As part of its proposed FAME-III, the Union Ministry is thinking of eliminating PMP and implementing a 505 domestic value addition (DVA) requirements.
Editor’s Note: The subsidy is probably going to promote research and development in the field of renewable energy in addition to light commercial vehicles.
India to invite bids for $960 million battery-making program
According to sources, India intends to request bids for an incentive program worth 80 billion rupees (about USD 960 million) to promote the development of batteries for electric vehicles.
According to exclusive reports, the program will mandate that successful bidders establish advanced chemistry battery installations capable of producing 20 gigawatt hours of electricity in total. Next month, they claimed, the government will invite proposals from possible investors.
During a consultation meeting with government officials, companies expressed interest, including Larsen & Toubro Ltd., Amara Raja Energy & Mobility Ltd., LG Energy Solution Ltd. of Korea, and Mahindra & Mahindra Ltd.
Over a five-year period, the government will provide incentives to companies for the sale of locally manufactured batteries.
Editor’s Note: In the battery manufacturing and export business, India is expanding quickly; during the next five years, a compound annual growth rate (CAGR) of more than 10% is predicted. With a total production value of over USD 10 billion, the sector is valued at over USD 16 billion. This development is a very good opportunity for companies from Taiwan to consider.
Kaynes to invest Rs 2,850 cr in chip unit in Hyderabad, Rs 830 cr in Mysuru
A leading electronics manufacturing services provider, Kaynes SemiCon, a 100% subsidiary of Kaynes Technology, plans to invest Rs 2,850 crore in a chip factory located in Hyderabad and Rs 830 crore in Mysuru.
Hyderabad will host the groundbreaking ceremony for the facility, which will feature 13 lines for outsourced semiconductor assembly and testing (OSAT) and with automatic test equipment (ATE) and a reliability testing line
Additionally, Kaynes SemiCon would invest Rs 83.28 crore in a silicon photonics research and development centre in Mysuru for co-packaged optics.
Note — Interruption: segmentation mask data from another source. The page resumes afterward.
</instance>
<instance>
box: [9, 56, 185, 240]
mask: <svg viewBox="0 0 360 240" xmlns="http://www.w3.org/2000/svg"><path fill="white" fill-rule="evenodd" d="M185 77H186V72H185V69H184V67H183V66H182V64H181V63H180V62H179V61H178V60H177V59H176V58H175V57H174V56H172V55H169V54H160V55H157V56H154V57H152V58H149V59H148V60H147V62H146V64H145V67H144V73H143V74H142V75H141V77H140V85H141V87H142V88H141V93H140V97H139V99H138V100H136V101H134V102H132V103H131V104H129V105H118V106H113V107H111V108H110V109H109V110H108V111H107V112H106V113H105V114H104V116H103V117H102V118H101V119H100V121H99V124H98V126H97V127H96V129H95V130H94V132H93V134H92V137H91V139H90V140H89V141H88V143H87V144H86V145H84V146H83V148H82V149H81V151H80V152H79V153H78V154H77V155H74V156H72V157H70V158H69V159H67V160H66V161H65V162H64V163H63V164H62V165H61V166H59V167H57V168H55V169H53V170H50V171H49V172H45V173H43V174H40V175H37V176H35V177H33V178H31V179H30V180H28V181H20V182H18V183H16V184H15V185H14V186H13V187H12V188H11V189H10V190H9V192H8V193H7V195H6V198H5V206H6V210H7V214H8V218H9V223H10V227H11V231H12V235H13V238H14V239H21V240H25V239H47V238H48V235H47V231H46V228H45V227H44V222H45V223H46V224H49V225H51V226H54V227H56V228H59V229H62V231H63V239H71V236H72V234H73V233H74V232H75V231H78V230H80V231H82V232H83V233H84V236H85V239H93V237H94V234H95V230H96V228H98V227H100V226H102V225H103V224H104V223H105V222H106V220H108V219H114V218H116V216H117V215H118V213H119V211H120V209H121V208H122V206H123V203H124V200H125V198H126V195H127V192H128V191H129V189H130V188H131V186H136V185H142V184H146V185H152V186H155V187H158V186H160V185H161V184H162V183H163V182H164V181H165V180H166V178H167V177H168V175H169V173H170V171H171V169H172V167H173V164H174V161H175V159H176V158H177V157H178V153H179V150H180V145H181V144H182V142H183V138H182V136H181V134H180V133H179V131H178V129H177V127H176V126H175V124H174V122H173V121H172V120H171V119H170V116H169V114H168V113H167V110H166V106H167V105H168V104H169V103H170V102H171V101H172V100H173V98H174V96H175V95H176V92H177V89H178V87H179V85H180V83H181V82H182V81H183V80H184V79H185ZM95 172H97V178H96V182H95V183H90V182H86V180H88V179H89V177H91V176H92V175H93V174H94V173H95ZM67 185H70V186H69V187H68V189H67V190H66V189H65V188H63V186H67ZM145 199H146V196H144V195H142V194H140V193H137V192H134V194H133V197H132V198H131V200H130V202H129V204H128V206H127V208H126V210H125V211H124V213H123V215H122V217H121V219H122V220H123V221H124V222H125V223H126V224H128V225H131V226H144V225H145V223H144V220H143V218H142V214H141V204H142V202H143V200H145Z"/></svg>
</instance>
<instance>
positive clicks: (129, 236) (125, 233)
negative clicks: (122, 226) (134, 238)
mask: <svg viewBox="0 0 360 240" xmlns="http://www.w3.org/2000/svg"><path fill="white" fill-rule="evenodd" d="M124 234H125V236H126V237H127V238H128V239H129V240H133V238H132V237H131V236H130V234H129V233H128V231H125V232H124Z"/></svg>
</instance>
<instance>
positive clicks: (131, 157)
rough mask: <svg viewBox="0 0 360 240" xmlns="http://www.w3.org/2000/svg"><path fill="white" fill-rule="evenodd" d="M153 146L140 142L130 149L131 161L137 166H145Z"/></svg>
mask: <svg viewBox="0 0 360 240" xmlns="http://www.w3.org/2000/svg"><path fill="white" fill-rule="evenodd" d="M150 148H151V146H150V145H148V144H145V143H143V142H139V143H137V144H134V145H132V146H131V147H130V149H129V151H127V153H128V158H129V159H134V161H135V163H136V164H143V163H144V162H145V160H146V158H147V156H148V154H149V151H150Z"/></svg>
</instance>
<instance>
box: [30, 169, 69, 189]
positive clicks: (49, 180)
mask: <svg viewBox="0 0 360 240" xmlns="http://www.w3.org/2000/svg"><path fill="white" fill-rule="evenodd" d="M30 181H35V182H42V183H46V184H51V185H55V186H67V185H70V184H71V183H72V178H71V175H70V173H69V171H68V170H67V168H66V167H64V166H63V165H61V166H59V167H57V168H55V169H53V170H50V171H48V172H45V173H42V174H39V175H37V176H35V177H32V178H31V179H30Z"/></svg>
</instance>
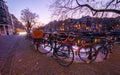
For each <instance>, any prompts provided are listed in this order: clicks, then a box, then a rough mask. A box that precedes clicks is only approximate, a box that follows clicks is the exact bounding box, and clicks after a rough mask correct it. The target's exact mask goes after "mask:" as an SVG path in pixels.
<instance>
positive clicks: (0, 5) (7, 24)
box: [0, 0, 13, 35]
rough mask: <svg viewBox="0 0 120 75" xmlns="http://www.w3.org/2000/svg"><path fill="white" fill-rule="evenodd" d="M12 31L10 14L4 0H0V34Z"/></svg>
mask: <svg viewBox="0 0 120 75" xmlns="http://www.w3.org/2000/svg"><path fill="white" fill-rule="evenodd" d="M12 32H13V26H12V21H11V14H10V13H9V10H8V6H7V5H6V2H5V1H4V0H0V35H9V34H12Z"/></svg>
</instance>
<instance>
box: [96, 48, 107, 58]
mask: <svg viewBox="0 0 120 75" xmlns="http://www.w3.org/2000/svg"><path fill="white" fill-rule="evenodd" d="M108 53H109V50H108V48H107V47H106V46H101V47H99V48H98V54H97V55H100V56H101V58H102V59H103V60H105V59H107V57H108Z"/></svg>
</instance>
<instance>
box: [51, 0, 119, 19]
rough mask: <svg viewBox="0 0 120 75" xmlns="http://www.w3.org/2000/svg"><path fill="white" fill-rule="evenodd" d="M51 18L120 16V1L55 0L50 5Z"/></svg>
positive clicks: (74, 17) (90, 0)
mask: <svg viewBox="0 0 120 75" xmlns="http://www.w3.org/2000/svg"><path fill="white" fill-rule="evenodd" d="M50 9H51V10H52V11H53V16H57V18H60V19H65V18H68V17H72V18H73V17H74V18H76V17H77V18H78V17H81V14H82V15H92V16H97V17H104V16H109V14H110V15H111V14H112V15H120V0H55V2H53V3H52V4H51V5H50Z"/></svg>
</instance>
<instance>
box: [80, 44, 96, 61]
mask: <svg viewBox="0 0 120 75" xmlns="http://www.w3.org/2000/svg"><path fill="white" fill-rule="evenodd" d="M78 55H79V57H80V59H81V60H82V61H83V62H85V63H91V62H93V61H94V60H95V59H96V57H97V55H96V49H95V48H94V47H93V46H92V45H90V44H86V45H84V46H81V47H80V48H79V51H78Z"/></svg>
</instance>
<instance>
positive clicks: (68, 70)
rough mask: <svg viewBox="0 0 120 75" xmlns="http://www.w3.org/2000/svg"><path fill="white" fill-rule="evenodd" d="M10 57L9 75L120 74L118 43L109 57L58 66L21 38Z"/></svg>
mask: <svg viewBox="0 0 120 75" xmlns="http://www.w3.org/2000/svg"><path fill="white" fill-rule="evenodd" d="M15 49H16V52H15V55H14V57H13V59H12V64H11V68H10V75H120V58H119V57H120V51H119V49H120V45H115V47H114V50H113V53H112V54H111V55H110V58H109V59H107V60H105V61H103V62H95V63H91V64H83V63H73V64H72V65H71V66H70V67H62V66H60V65H59V64H58V63H57V62H56V61H55V60H54V59H52V58H51V57H47V56H46V55H43V54H40V53H39V52H37V51H35V50H34V48H33V46H32V45H31V43H30V41H28V40H25V39H23V38H21V39H20V40H19V44H18V46H17V47H16V48H15Z"/></svg>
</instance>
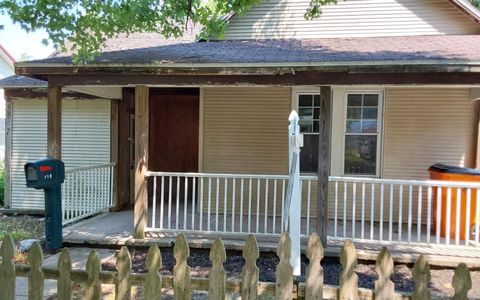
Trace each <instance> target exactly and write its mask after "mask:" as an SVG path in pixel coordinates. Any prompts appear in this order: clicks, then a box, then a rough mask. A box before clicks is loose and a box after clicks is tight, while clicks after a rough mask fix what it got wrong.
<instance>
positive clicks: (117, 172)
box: [110, 100, 120, 210]
mask: <svg viewBox="0 0 480 300" xmlns="http://www.w3.org/2000/svg"><path fill="white" fill-rule="evenodd" d="M118 153H119V152H118V100H110V161H111V162H113V163H115V167H116V168H117V170H116V172H114V173H113V174H114V179H113V205H114V209H115V210H118V209H119V208H120V201H119V197H118V186H119V185H120V179H119V177H118V161H119V160H118Z"/></svg>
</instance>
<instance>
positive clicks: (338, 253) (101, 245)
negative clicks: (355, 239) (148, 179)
mask: <svg viewBox="0 0 480 300" xmlns="http://www.w3.org/2000/svg"><path fill="white" fill-rule="evenodd" d="M375 226H378V225H375ZM347 227H350V226H347ZM333 228H334V226H333V222H332V224H329V236H333ZM338 230H342V225H341V224H339V228H338ZM376 231H377V230H376ZM367 232H368V231H367ZM177 234H178V231H174V230H170V231H158V232H148V233H147V237H146V239H143V240H138V239H135V238H134V237H133V211H132V210H129V211H121V212H109V213H104V214H101V215H98V216H95V217H93V218H90V219H86V220H83V221H80V222H78V223H75V224H73V225H71V226H67V227H65V228H64V229H63V240H64V243H66V244H72V245H78V244H83V245H84V244H88V245H94V246H104V247H108V246H121V245H131V246H149V245H152V244H157V245H159V246H160V247H169V246H171V245H172V244H173V242H174V240H175V237H176V235H177ZM185 236H186V237H187V240H188V242H189V244H190V246H191V247H194V248H201V247H206V248H208V247H210V246H211V244H212V243H213V241H214V239H215V238H217V237H219V236H220V237H222V239H223V241H224V243H225V247H226V248H227V249H235V250H241V249H242V246H243V242H244V240H245V235H241V234H217V233H215V232H211V233H208V234H207V233H189V232H187V233H185ZM277 239H278V237H276V236H269V237H259V238H258V243H259V247H260V249H261V250H264V251H275V249H276V243H277ZM342 244H343V242H342V241H338V240H333V239H332V240H330V239H329V241H328V248H327V249H326V250H325V256H339V253H340V250H341V246H342ZM305 245H306V239H304V240H302V248H304V247H305ZM384 245H385V244H381V243H378V242H376V243H372V242H358V241H357V242H355V247H356V248H357V250H358V251H357V253H358V258H359V259H365V260H374V259H376V256H377V255H378V252H379V251H380V250H381V248H382V247H383V246H384ZM385 246H387V248H388V249H389V251H390V252H391V254H392V256H393V257H394V260H395V261H396V262H402V263H411V262H414V261H415V260H416V259H417V258H418V256H419V255H420V254H424V255H426V256H427V258H428V260H429V262H430V263H431V264H432V265H439V266H455V267H456V266H457V265H458V263H459V260H460V258H461V260H462V261H463V262H465V263H467V264H468V265H469V266H471V267H480V259H479V258H480V247H476V248H475V247H455V246H452V247H447V246H438V245H430V246H422V245H415V244H401V245H400V244H390V245H385Z"/></svg>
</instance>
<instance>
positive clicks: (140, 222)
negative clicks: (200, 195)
mask: <svg viewBox="0 0 480 300" xmlns="http://www.w3.org/2000/svg"><path fill="white" fill-rule="evenodd" d="M148 100H149V94H148V87H147V86H143V85H142V86H137V87H135V196H134V200H135V204H134V205H135V209H134V226H135V238H137V239H143V238H145V226H146V225H147V210H148V185H147V179H146V178H145V174H146V172H147V171H148V134H149V131H148V126H149V125H148V114H149V111H148Z"/></svg>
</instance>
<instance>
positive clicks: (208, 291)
mask: <svg viewBox="0 0 480 300" xmlns="http://www.w3.org/2000/svg"><path fill="white" fill-rule="evenodd" d="M226 259H227V254H226V253H225V247H224V245H223V242H222V240H221V239H217V240H215V242H214V243H213V246H212V249H211V250H210V261H211V262H212V268H211V269H210V281H209V284H208V298H209V299H214V300H223V299H225V291H226V288H225V287H226V278H225V269H224V268H223V263H224V262H225V260H226Z"/></svg>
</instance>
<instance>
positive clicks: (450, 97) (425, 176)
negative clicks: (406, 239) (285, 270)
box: [329, 88, 476, 223]
mask: <svg viewBox="0 0 480 300" xmlns="http://www.w3.org/2000/svg"><path fill="white" fill-rule="evenodd" d="M356 90H359V89H358V88H356ZM360 90H361V89H360ZM345 91H348V88H347V89H344V90H342V89H336V93H335V94H334V95H336V98H335V99H334V100H335V101H342V102H341V103H344V102H343V101H344V92H345ZM384 94H385V96H384V98H385V100H384V124H383V148H382V157H383V162H382V163H381V169H382V174H381V175H382V176H381V177H382V178H385V179H412V180H425V179H428V171H427V169H428V167H429V166H430V165H432V164H434V163H437V162H439V163H445V164H451V165H457V166H467V167H472V166H473V164H474V158H475V154H474V151H475V143H476V133H475V128H476V125H475V120H476V103H475V102H474V101H471V100H470V99H471V96H470V94H471V93H470V90H469V89H465V88H387V89H385V92H384ZM341 103H334V111H336V112H337V113H336V114H335V115H334V134H333V137H334V143H333V148H332V155H333V156H332V173H333V175H336V176H341V175H342V174H341V168H339V167H338V165H340V164H339V160H341V159H342V158H341V155H336V153H337V154H338V153H342V149H341V147H343V144H342V143H341V141H339V139H338V137H341V139H343V138H344V137H343V134H342V129H341V128H343V122H345V120H344V113H343V111H344V110H343V108H344V107H343V106H342V105H341ZM335 106H338V107H335ZM340 112H342V113H340ZM335 124H336V125H335ZM337 127H338V128H337ZM335 130H336V131H335ZM335 164H337V166H335ZM390 188H391V186H390V185H385V186H384V201H383V203H384V210H383V212H384V213H383V219H384V220H388V216H389V210H390V203H392V205H393V216H394V220H398V218H399V214H400V209H401V210H402V219H403V221H404V222H406V221H407V218H408V214H407V209H408V201H407V199H408V198H407V197H408V193H409V190H408V187H407V186H404V187H403V199H404V201H403V203H402V205H400V201H399V194H400V189H399V187H398V186H395V187H394V189H393V192H392V198H391V200H390V195H391V192H390ZM356 189H357V190H356V194H357V198H356V218H357V219H358V218H359V217H360V215H361V202H360V195H361V193H362V185H361V184H357V186H356ZM365 193H366V194H365V197H366V199H367V202H366V203H365V216H366V218H367V219H370V218H371V215H370V211H371V210H370V208H371V201H370V199H371V186H370V185H367V186H366V191H365ZM374 193H375V201H374V203H373V206H374V216H373V218H374V220H376V221H378V220H379V219H380V210H379V208H380V201H381V200H380V195H381V187H380V186H379V185H376V186H375V189H374ZM334 194H335V185H334V184H332V183H330V185H329V218H333V216H334V201H335V198H334ZM418 194H419V190H418V187H413V189H412V196H413V208H414V212H413V223H417V220H418V219H417V207H418V202H417V199H418ZM421 194H422V197H423V198H422V199H423V202H422V219H421V220H422V223H425V222H426V212H427V203H426V202H427V189H423V190H422V191H421ZM347 195H348V196H347V211H346V215H347V218H348V219H349V220H351V217H352V207H353V201H354V200H353V197H352V185H351V184H350V185H349V187H348V190H347ZM343 196H344V185H343V183H340V184H339V185H338V199H339V208H340V209H339V212H338V213H339V217H340V218H342V217H343V209H342V207H343ZM400 206H401V207H400Z"/></svg>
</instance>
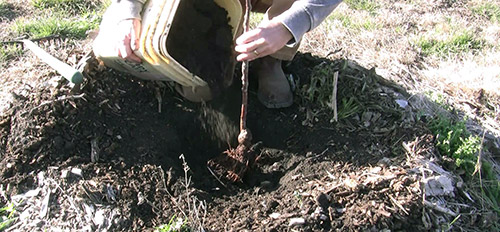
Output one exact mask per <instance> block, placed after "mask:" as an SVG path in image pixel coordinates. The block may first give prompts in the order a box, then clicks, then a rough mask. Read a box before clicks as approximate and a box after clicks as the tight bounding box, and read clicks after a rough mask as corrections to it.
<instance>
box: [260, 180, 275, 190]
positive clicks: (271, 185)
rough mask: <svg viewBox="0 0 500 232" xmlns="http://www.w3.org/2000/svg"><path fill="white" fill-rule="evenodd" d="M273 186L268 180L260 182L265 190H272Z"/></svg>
mask: <svg viewBox="0 0 500 232" xmlns="http://www.w3.org/2000/svg"><path fill="white" fill-rule="evenodd" d="M272 185H273V183H272V182H271V181H268V180H265V181H262V182H260V187H261V188H264V189H268V188H271V187H272Z"/></svg>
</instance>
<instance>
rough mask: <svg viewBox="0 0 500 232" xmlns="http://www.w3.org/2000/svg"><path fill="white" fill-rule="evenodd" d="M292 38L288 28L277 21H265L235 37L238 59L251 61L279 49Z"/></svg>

Ten lines for OSAT and one line each for MEMS, sensors, and power modules will be available at the Mysuru site.
Centre to pay out Rs 400 cr to 20 firms under PLI scheme for telecom gear
The Department of Telecommunications (DoT) is anticipated to award incentives of Rs 400 crore to 20 companies during the current fiscal year, according to a report published on Thursday by The Economic Times (ET). Companies like Nokia, Jabil, HFCL, and VVDN are on the list of those that stand to gain.
As to the report, the 20 companies that were part of the production-linked incentive (PLI) plan for producing telecom goods had achieved their targets. Incentives will be given to several companies for the first time.
Thirty-one companies were given approval to participate in the manufacturing of networking and telecom products under the plan, which was announced in February 2021. For various product types and categories, it provides incentives ranging from 4 to 7%. For micro, small, and medium-sized businesses, the incentive is one percent higher (MSMEs).